Usability Implications of Requiring Parameters in Objects' Constructors: a good introduction to the kinds of things that careful qualitative analysis can tell us about the usability of programming languages and their features.
Is Transactional Programming Actually Easier?: uses a quantitative approach to tackle the same kinds of usability questions.
An Experiment About Static and Dynamic Type Systems: another example of what careful, controlled experimentation can reveal about a language.
A Field Study of API Learning Obstacles: full of rich insights and practical implications relevant for anyone trying to improve the developer documentation of their products.
What Makes a Good Bug Report?: looks at what the bug reporter can and should do to get a faster and more useful response.
Does Adding Manpower Also Affect Quality?: its two main conclusions are that increased team size and linear growth are correlated with later periods of better product quality, but periods of accelerated team expansion are correlated with later periods of reduced software quality.
How, and Why, Process Metrics Are Better: found that if you want to predict how many bugs there are in a piece of code, you're better off looking at how the code was produced than at the code itself.
An Empirical Comparison of the Accuracy Rates of Novices using the Quorum, Perl, and Randomo Programming Languages: found that Perl is as hard to learn as a language with a randomly-designed syntax.

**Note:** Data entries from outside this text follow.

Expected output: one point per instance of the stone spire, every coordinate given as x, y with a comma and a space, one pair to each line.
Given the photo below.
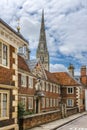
42, 51
42, 39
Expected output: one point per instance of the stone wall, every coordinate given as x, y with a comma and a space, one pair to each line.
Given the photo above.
71, 111
30, 121
38, 119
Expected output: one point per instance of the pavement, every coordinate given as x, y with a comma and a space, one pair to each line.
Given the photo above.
58, 123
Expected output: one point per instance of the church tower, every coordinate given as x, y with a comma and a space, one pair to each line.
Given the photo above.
42, 51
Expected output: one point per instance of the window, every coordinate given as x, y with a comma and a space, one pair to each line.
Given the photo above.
59, 89
43, 102
53, 88
51, 102
70, 102
50, 87
54, 102
70, 90
23, 80
4, 53
23, 101
4, 107
30, 103
43, 85
56, 89
30, 82
47, 87
47, 102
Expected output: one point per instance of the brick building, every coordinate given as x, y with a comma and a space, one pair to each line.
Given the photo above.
38, 93
72, 91
10, 40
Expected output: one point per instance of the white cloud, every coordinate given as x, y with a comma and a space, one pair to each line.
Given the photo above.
65, 20
57, 68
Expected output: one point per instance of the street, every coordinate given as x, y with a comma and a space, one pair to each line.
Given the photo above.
78, 124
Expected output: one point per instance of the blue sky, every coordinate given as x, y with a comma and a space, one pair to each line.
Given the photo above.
66, 28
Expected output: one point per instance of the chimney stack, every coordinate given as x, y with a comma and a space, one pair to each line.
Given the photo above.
71, 69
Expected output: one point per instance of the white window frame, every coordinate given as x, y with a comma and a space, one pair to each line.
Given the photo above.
30, 82
54, 88
47, 86
23, 83
23, 102
54, 102
51, 102
71, 104
57, 89
8, 60
72, 89
7, 106
51, 88
43, 85
30, 99
43, 102
47, 102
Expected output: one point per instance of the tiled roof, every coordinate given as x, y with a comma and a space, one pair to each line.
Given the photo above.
18, 34
22, 64
32, 63
51, 77
65, 79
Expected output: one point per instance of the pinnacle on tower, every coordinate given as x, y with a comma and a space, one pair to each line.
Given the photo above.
42, 52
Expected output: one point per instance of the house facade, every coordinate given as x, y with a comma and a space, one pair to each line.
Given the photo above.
72, 92
10, 40
38, 93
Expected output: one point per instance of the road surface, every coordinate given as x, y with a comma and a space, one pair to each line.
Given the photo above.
78, 124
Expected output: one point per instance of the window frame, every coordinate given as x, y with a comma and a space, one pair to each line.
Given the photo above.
47, 102
71, 104
24, 85
24, 104
8, 52
43, 102
2, 92
70, 90
31, 99
30, 82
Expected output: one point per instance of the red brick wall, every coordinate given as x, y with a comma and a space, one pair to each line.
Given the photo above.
5, 73
11, 120
66, 96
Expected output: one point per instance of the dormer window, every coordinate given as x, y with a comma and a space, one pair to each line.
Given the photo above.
4, 53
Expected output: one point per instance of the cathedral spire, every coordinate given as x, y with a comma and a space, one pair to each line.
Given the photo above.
42, 52
42, 39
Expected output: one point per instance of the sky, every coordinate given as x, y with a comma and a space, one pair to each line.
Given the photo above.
65, 25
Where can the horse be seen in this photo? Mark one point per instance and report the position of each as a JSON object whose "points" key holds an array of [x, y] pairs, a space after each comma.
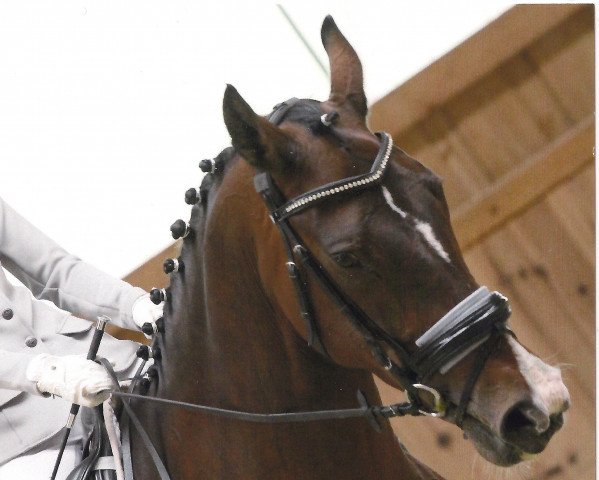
{"points": [[318, 254]]}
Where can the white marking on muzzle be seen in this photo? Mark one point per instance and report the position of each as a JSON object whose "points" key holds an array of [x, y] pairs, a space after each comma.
{"points": [[427, 232], [423, 228], [545, 382]]}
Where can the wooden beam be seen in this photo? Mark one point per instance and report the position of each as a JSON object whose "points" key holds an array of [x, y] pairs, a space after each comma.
{"points": [[467, 63], [525, 185]]}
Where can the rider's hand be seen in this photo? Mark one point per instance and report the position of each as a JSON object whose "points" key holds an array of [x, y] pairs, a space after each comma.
{"points": [[71, 377], [144, 311]]}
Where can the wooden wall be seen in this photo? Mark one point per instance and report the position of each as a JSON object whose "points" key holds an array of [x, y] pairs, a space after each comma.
{"points": [[507, 119]]}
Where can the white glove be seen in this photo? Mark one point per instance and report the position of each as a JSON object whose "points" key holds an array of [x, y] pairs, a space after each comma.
{"points": [[71, 377], [145, 311]]}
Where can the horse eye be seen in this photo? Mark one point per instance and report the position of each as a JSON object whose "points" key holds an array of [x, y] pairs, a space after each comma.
{"points": [[436, 188], [346, 259]]}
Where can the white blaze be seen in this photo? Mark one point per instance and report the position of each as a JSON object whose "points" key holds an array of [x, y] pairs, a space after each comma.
{"points": [[545, 382], [391, 203], [423, 228]]}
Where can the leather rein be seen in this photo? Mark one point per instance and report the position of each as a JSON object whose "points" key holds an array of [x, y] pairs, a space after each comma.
{"points": [[478, 319]]}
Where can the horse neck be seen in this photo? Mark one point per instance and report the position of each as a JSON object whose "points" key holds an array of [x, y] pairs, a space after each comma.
{"points": [[234, 336], [227, 345]]}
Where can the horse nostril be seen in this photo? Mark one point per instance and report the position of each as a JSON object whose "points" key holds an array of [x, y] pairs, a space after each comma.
{"points": [[528, 427]]}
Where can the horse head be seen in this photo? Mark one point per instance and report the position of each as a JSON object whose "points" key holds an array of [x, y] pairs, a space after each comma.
{"points": [[379, 264]]}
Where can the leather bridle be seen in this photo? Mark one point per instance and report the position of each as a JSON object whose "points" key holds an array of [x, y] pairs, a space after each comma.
{"points": [[480, 318], [478, 321]]}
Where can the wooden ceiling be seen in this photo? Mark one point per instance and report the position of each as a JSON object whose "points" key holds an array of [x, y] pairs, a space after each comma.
{"points": [[507, 119]]}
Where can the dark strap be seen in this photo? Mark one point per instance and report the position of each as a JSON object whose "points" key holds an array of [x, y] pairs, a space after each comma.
{"points": [[472, 329], [145, 438], [340, 187], [365, 411]]}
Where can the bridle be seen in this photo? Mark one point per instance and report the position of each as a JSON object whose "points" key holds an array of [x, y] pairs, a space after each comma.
{"points": [[477, 321], [479, 318]]}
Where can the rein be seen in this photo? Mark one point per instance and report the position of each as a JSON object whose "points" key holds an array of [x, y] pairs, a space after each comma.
{"points": [[479, 320]]}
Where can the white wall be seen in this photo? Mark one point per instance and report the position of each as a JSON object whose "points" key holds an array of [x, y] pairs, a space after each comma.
{"points": [[106, 107]]}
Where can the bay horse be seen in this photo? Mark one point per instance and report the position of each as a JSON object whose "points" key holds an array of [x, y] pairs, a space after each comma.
{"points": [[287, 301]]}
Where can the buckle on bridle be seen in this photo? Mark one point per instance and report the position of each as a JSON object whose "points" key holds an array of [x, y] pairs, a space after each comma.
{"points": [[439, 407]]}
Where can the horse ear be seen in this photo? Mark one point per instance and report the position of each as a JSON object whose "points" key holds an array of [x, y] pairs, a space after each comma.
{"points": [[262, 144], [347, 83]]}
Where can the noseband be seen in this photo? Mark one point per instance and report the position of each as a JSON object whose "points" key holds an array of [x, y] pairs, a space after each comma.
{"points": [[478, 319]]}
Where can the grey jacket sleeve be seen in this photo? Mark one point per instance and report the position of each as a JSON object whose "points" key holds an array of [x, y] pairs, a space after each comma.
{"points": [[51, 273]]}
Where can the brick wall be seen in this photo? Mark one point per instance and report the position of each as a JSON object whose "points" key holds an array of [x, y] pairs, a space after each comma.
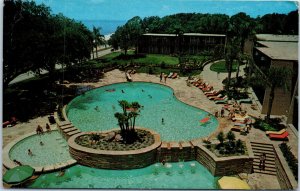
{"points": [[222, 166], [176, 151], [285, 176], [114, 159]]}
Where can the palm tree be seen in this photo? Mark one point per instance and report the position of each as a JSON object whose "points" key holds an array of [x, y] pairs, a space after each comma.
{"points": [[135, 105], [98, 38], [232, 52], [121, 119], [230, 136], [220, 137], [126, 120], [133, 115], [277, 77], [124, 104]]}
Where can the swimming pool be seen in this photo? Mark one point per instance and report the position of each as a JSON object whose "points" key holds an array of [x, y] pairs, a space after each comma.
{"points": [[181, 121], [187, 175], [54, 150]]}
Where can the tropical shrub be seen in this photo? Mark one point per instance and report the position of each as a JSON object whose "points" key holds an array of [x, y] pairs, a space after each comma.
{"points": [[290, 158], [273, 125], [220, 137]]}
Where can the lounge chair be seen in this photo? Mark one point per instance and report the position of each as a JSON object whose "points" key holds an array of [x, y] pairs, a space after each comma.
{"points": [[240, 124], [171, 74], [221, 101], [207, 89], [214, 97], [276, 132], [204, 120], [174, 75], [240, 118], [213, 93], [128, 77], [237, 129], [248, 100], [283, 136]]}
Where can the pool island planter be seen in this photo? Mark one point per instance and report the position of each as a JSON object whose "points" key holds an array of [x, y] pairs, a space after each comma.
{"points": [[222, 166], [108, 159]]}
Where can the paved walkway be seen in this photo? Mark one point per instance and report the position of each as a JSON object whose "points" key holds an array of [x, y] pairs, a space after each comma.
{"points": [[190, 95]]}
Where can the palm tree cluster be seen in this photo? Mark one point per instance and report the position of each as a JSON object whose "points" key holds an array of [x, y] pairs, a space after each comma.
{"points": [[126, 120]]}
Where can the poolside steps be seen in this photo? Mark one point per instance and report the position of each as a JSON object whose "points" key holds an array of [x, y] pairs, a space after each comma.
{"points": [[73, 133], [67, 130], [259, 148], [184, 150]]}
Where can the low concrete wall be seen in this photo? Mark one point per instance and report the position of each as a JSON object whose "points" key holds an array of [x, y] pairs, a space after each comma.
{"points": [[176, 151], [222, 166], [285, 176], [115, 159]]}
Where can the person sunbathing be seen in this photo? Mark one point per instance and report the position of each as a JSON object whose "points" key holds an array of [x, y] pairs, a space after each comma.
{"points": [[48, 127], [17, 162], [29, 152]]}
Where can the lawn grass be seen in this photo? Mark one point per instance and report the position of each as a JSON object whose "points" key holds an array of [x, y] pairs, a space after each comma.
{"points": [[151, 59], [221, 67]]}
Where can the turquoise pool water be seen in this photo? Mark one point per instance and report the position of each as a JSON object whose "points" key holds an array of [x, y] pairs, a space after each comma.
{"points": [[181, 121], [55, 150], [187, 175]]}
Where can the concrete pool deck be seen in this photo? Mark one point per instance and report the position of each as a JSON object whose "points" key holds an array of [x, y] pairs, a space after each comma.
{"points": [[188, 94]]}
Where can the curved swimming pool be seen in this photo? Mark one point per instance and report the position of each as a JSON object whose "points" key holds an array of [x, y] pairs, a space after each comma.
{"points": [[54, 150], [181, 121], [187, 175]]}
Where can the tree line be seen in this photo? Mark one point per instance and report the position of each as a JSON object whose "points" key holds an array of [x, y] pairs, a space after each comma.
{"points": [[34, 39], [240, 24]]}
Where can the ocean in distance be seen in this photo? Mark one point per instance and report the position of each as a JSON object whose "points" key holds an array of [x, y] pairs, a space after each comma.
{"points": [[107, 26]]}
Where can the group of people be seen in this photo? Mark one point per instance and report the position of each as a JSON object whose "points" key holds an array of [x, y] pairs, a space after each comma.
{"points": [[262, 160], [163, 75], [222, 112], [39, 130]]}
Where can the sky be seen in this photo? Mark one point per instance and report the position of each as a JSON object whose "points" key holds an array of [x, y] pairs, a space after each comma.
{"points": [[126, 9]]}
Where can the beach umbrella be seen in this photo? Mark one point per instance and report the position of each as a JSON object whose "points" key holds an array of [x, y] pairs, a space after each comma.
{"points": [[18, 174], [227, 182]]}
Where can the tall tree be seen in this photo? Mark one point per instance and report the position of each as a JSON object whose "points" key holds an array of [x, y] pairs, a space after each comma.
{"points": [[278, 77], [98, 39], [242, 26], [232, 53], [35, 40]]}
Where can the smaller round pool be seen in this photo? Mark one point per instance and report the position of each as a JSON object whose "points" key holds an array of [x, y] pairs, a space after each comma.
{"points": [[54, 150]]}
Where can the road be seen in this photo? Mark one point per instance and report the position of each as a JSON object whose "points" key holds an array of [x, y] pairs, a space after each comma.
{"points": [[31, 74]]}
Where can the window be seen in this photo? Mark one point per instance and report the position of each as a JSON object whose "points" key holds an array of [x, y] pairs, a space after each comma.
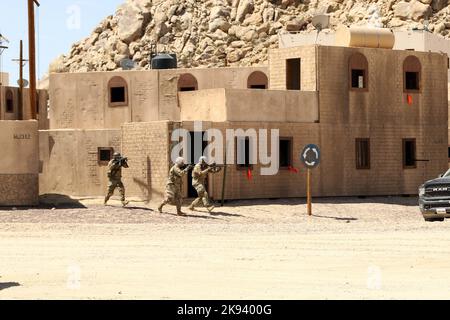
{"points": [[409, 153], [293, 72], [362, 153], [243, 152], [412, 81], [105, 155], [358, 78], [412, 73], [358, 71], [285, 152], [257, 80], [9, 101], [118, 92], [187, 82]]}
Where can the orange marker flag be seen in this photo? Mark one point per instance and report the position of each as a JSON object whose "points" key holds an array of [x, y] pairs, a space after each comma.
{"points": [[292, 169]]}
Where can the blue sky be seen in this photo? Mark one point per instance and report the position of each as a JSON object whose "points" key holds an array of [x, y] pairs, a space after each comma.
{"points": [[59, 23]]}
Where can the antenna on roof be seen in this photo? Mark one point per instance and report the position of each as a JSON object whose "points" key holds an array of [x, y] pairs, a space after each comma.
{"points": [[320, 22], [128, 64]]}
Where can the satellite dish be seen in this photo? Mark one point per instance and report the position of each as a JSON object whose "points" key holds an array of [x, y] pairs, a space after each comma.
{"points": [[24, 83], [128, 64], [321, 21]]}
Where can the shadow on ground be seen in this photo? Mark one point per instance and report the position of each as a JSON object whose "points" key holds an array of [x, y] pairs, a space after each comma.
{"points": [[395, 200], [7, 285], [59, 201]]}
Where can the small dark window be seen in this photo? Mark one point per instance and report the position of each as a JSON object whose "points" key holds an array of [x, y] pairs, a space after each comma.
{"points": [[285, 152], [105, 155], [117, 94], [243, 152], [9, 102], [185, 89], [293, 72], [411, 74], [258, 86], [409, 153], [257, 80], [358, 80], [412, 80], [362, 153]]}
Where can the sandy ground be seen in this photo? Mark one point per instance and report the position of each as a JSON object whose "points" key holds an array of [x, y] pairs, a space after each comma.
{"points": [[373, 248]]}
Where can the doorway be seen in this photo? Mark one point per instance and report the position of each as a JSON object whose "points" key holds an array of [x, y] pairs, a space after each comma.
{"points": [[293, 71], [194, 157]]}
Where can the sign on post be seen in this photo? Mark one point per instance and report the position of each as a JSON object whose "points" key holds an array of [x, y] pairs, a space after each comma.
{"points": [[310, 157]]}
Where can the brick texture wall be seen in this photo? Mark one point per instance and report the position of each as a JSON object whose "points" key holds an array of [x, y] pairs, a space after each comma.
{"points": [[147, 147]]}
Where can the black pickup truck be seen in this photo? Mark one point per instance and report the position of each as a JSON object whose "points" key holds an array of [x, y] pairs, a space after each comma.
{"points": [[434, 198]]}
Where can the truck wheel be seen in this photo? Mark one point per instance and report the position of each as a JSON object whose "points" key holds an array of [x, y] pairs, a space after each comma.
{"points": [[434, 219]]}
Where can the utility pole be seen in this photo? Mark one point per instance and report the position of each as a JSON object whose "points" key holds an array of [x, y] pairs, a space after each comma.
{"points": [[21, 62], [32, 56]]}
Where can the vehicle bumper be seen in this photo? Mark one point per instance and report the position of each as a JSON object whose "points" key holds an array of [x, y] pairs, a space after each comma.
{"points": [[436, 208]]}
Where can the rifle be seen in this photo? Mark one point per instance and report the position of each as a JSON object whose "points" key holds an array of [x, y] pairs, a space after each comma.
{"points": [[216, 167]]}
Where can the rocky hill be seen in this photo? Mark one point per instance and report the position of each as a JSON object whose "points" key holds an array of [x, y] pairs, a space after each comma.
{"points": [[230, 32]]}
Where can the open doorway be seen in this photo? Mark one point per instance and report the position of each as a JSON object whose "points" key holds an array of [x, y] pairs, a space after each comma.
{"points": [[194, 157], [293, 71]]}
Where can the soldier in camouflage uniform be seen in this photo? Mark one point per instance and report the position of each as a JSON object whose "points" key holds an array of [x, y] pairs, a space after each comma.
{"points": [[115, 178], [199, 175], [173, 194]]}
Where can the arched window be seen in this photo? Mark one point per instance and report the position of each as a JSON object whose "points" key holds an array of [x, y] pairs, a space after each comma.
{"points": [[117, 92], [358, 72], [187, 82], [411, 74], [257, 80], [9, 97]]}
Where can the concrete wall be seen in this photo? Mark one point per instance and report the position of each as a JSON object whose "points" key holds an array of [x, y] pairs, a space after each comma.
{"points": [[337, 175], [69, 160], [42, 116], [147, 145], [249, 105], [80, 100], [277, 67], [20, 166]]}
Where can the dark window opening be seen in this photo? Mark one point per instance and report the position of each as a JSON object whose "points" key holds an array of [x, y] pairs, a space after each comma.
{"points": [[285, 152], [358, 79], [293, 74], [105, 155], [258, 86], [9, 101], [243, 152], [185, 89], [409, 153], [362, 153], [118, 95], [9, 105], [412, 80]]}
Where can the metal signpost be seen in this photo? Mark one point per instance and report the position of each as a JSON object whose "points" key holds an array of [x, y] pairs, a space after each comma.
{"points": [[310, 157]]}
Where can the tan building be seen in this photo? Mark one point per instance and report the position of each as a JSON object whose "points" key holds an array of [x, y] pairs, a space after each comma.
{"points": [[19, 171], [379, 116]]}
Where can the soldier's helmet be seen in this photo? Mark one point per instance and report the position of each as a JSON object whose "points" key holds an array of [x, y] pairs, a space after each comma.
{"points": [[179, 161]]}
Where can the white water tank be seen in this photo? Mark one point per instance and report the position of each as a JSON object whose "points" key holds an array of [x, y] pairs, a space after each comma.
{"points": [[365, 37]]}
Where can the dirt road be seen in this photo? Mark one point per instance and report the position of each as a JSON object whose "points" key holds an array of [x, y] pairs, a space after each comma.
{"points": [[351, 248]]}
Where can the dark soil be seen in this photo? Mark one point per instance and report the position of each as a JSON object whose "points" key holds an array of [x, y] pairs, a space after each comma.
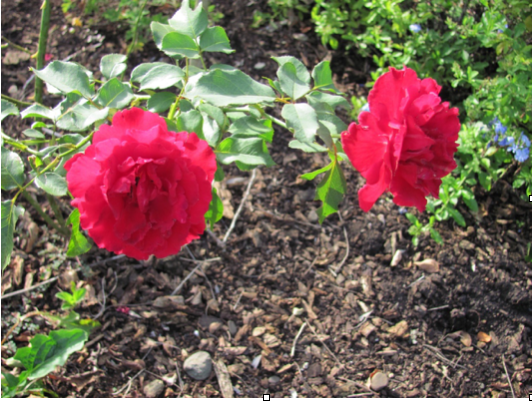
{"points": [[457, 326]]}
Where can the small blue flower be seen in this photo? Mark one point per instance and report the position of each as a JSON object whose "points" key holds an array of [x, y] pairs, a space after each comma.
{"points": [[415, 28], [521, 155], [499, 128], [507, 141]]}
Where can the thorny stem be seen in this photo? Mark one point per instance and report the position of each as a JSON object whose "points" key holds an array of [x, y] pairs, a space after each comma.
{"points": [[19, 103], [57, 211], [136, 30], [43, 39], [41, 212], [23, 49]]}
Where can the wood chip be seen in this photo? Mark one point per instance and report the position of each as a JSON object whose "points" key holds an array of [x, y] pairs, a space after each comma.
{"points": [[481, 336], [428, 265], [224, 380], [399, 329]]}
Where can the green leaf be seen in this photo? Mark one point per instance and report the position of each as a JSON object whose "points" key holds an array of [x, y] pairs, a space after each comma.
{"points": [[10, 215], [223, 88], [290, 82], [33, 133], [334, 125], [52, 183], [12, 170], [469, 200], [250, 126], [457, 216], [38, 111], [310, 176], [485, 180], [333, 101], [412, 219], [157, 75], [213, 112], [322, 76], [436, 236], [114, 94], [78, 244], [190, 22], [159, 31], [175, 43], [307, 147], [301, 71], [216, 209], [47, 352], [331, 191], [161, 101], [191, 121], [215, 40], [81, 116], [211, 130], [67, 77], [8, 108], [249, 151], [112, 65], [303, 119]]}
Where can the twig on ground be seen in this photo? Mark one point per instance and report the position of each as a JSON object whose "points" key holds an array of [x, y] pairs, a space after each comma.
{"points": [[438, 308], [189, 275], [508, 377], [339, 267], [19, 292], [322, 343], [128, 384], [441, 357], [218, 241], [181, 383], [201, 261], [417, 281], [238, 300], [359, 395], [241, 206], [293, 350]]}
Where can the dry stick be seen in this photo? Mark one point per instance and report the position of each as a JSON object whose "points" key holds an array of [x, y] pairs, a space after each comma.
{"points": [[322, 343], [339, 267], [293, 350], [24, 290], [441, 357], [508, 377], [182, 283], [241, 206], [128, 383], [102, 309]]}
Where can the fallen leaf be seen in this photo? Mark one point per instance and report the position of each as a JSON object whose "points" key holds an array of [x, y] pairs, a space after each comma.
{"points": [[428, 265], [399, 329], [465, 338], [481, 336]]}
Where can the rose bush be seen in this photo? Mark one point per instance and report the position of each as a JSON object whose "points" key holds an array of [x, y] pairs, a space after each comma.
{"points": [[406, 143], [141, 189]]}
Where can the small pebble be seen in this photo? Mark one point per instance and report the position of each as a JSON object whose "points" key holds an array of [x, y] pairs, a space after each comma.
{"points": [[232, 327], [198, 365], [154, 389], [379, 381], [313, 216]]}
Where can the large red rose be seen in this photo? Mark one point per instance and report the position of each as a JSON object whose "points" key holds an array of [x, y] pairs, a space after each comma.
{"points": [[406, 143], [140, 189]]}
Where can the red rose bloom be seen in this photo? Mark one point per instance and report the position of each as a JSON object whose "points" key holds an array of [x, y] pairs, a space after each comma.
{"points": [[140, 189], [405, 143]]}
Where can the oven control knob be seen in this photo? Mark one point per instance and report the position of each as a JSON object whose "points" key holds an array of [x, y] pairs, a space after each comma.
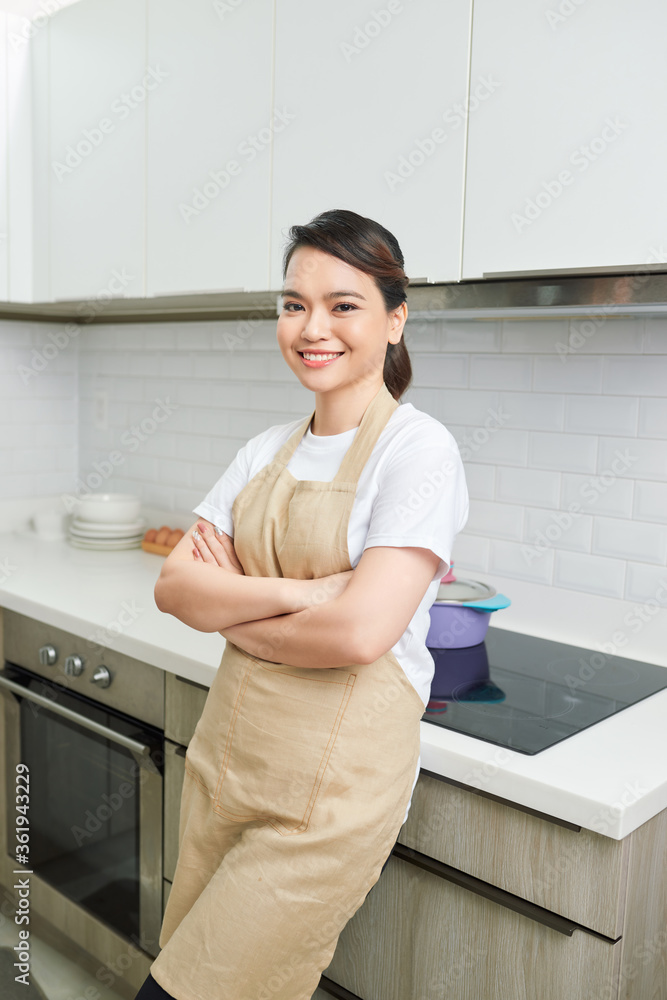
{"points": [[101, 677], [73, 665], [48, 656]]}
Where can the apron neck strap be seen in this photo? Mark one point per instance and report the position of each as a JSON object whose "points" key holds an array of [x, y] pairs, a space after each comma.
{"points": [[373, 422]]}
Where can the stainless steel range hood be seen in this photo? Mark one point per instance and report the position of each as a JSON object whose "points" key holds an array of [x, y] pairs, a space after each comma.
{"points": [[611, 291]]}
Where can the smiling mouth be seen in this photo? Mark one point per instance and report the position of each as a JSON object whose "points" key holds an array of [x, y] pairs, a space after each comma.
{"points": [[320, 355]]}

Many of the comments on the blog and by email to the paper's authors were hostile; the lead author responded, and recently published a larger study using three different investigative techniques that bears out the results of the original paper. (I'm hoping to get them to repeat their study for Python, Perl, R, and MATLAB some time this year...)
The FCS1: A Language Independent Assessment of CS1 Knowledge: describes a concept inventory for basic programming concepts.
Halving Fail Rates using Peer Instruction: another landmark paper in CS education, this one showing that peer instruction improves retention in introductory programming classes.
A Decade of Research and Development on Program Animation: The Jeliot Experience: recapitulates a long-running computing education research project, and shows how both the authors' ideas and the field as a whole have evolved over the years.
Do Faster Releases Improve Software Quality?: explores what happened when Firefox shifted from occasional large releases to frequent small ones. Long story short, with shorter release cycles, users do not experience significantly more post-release bugs, and bugs are fixed faster, but users experience these bugs earlier during software execution (i.e., the program crashes earlier).
UML in Practice: an award-winning paper that explores why most programmers in industry don't use one of academics' favorite creations.
Reviews of Code Simplicity and The Essence of Software Engineering, two disappointing books that prove that many software engineering researchers still don't see what evidence has to do with anything.

I'd welcome pointers to other openly-access papers reporting empirical studies that are relevant to what we teach. (Unfortunately, and ironically, the ACM and IEEE are among the most backward of professional societies when it comes to open access publishing. As a result, a lot of really interesting work in this field currently languishes in unfindable obscurity behind their paywalls.)